Complete step by step answer
It is given that a simple pendulum of length $ l $ and having a bob of mass $ M $ is suspended in a car which is moving on a circular track.
The force necessary to keep an object moving in a curved path and that is directed inward toward the centre of rotation is the centripetal force.
Centripetal acceleration is the property of a body in motion, traversing a circular path. The acceleration is directed radially toward the centre of the circle and has a magnitude equal to the square of the body’s speed along the curve divided by the distance from the centre of the circle to the moving body. The force causing this acceleration is directed also toward the centre of the circle and is named centripetal force.
The circular track has a radius $ R $. The speed of the car is $ v $.
The car experiences centripetal acceleration $ {a_{centripetal}} $ where
 $\Rightarrow {a_{centripetal}} = \dfrac{{{v^2}}}{R} $.
The effective acceleration of a body $ {a_{eff}} $ is the resultant of the acceleration due to gravity $ g $ and centripetal acceleration $ {a_{centripetal}} $. The bob of the simple pendulum will experience the acceleration due to gravity and the centripetal acceleration provided by the circular motion of the car.
Thus, the effective acceleration is given by,
 $\Rightarrow {a_{eff}} = \sqrt {{g^2} + {{\left( {\dfrac{{{v^2}}}{R}} \right)}^2}} $
Time period of a pendulum is the time taken by a pendulum of length $ l $ to complete one oscillation.

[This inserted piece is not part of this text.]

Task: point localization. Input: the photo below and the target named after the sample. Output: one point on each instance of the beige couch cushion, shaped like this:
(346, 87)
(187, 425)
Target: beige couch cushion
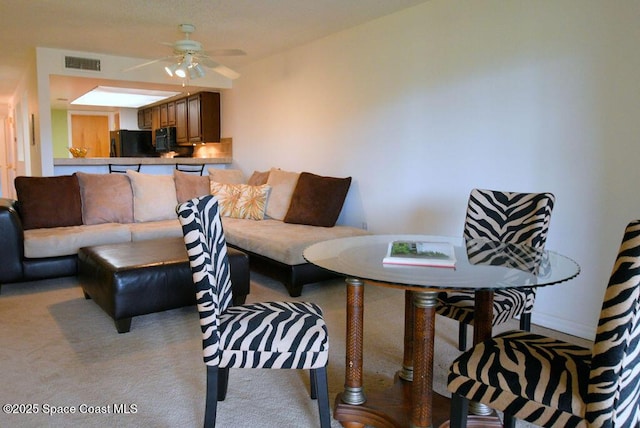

It is known to us that, time period $ T = 2\pi \sqrt {\dfrac{l}{{{a_{eff}}}}} $ where $ l $ is the length of pendulum and $ {a_{eff}} $ is the effective acceleration.
Substituting the value of effective acceleration $ {a_{eff}} $ in the equation for time period $ T $.
 $\Rightarrow T = 2\pi \sqrt {\dfrac{l}{{{a_{eff}}}}} $
 $ \Rightarrow T = 2\pi \sqrt {\dfrac{l}{{\sqrt {{g^2} + {a_{centripetal}}^2} }}} $
Assigning, $ {a_{centripetal}} = \dfrac{{{v^2}}}{R} $ we get the time period as,
 $ \Rightarrow T = 2\pi \sqrt {\dfrac{l}{{\sqrt {{g^2} + {{\left( {\dfrac{{{v^2}}}{R}} \right)}^2}} }}} $
Thus, the time period of the pendulum is $ 2\pi \sqrt {\dfrac{l}{{\sqrt {{g^2} + {{\left( {\dfrac{{{v^2}}}{R}} \right)}^2}} }}} $.

Note
The centripetal acceleration is acting horizontally on the car. Acceleration due to gravity $ g $ is acting vertically downwards. Now the effective acceleration given by $ {a_{eff}} = \sqrt {{g^2} + {{\left( {\dfrac{{{v^2}}}{R}} \right)}^2}} $, is actually the effective acceleration due to gravity.